Schätzungsweise 50.000 heimliche Starlink-Terminals bieten derzeit Internetzugang für Iraner und umgehen damit eine von der Regierung verhängte Internetsperre, die am 8. Januar begann. Die Terminals bieten eine entscheidende Kommunikationsverbindung zur Außenwelt inmitten anhaltender regierungsfeindlicher Proteste und starker Einschränkungen des Informationsflusses.

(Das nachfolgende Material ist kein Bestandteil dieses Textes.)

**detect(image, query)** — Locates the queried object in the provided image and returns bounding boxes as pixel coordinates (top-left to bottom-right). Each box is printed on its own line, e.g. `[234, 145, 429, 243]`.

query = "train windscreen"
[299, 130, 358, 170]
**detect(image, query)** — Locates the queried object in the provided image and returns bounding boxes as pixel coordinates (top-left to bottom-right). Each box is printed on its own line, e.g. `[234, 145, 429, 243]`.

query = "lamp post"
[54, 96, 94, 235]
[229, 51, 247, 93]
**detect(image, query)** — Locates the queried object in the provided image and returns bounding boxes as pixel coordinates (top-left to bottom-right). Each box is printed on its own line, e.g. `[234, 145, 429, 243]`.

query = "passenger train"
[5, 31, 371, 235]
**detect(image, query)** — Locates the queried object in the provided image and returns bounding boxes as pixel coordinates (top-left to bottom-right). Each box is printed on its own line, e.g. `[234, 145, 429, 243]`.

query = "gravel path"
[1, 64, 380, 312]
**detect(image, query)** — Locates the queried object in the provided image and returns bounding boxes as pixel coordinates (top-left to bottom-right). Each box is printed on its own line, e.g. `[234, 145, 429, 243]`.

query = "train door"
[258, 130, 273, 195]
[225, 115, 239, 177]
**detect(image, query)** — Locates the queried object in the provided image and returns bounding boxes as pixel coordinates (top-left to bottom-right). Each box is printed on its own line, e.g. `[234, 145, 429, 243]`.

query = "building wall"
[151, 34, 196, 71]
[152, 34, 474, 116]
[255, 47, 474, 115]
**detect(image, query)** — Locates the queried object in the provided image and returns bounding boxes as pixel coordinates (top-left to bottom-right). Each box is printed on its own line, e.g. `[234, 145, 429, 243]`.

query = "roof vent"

Die Internetsperre der iranischen Regierung folgte auf weitverbreitete Proteste, die Ende Dezember ausbrachen und durch sich verschlechternde wirtschaftliche Bedingungen und Forderungen nach einem Ende der Herrschaft von Ali Khamenei ausgelöst wurden. Laut der Human Rights Activists News Agency, einer in den USA ansässigen Organisation, wurden über 18.000 Demonstranten verhaftet, und Schätzungen zufolge gibt es mindestens 2.600 Todesfälle, wobei einige Zahlen bis zu 20.000 erreichen. Die Internetsperre hat es äußerst schwierig gemacht, diese Zahlen zu überprüfen und genaue Informationen zu erhalten.
Starlink, betrieben von SpaceX, nutzt eine Konstellation von Satelliten in niedriger Erdumlaufbahn (LEO), um Breitband-Internetdienste anzubieten. Die dezentrale Natur der Technologie und ihre Widerstandsfähigkeit gegen traditionelle Zensurmethoden machen sie zu einem wertvollen Werkzeug zur Aufrechterhaltung der Konnektivität in Gebieten mit eingeschränktem Internetzugang. Die Terminals, die eine freie Sicht auf den Himmel benötigen, um zu funktionieren, senden und empfangen Daten direkt von den Satelliten und umgehen so terrestrische Infrastruktur, die von Regierungen leicht kontrolliert werden kann.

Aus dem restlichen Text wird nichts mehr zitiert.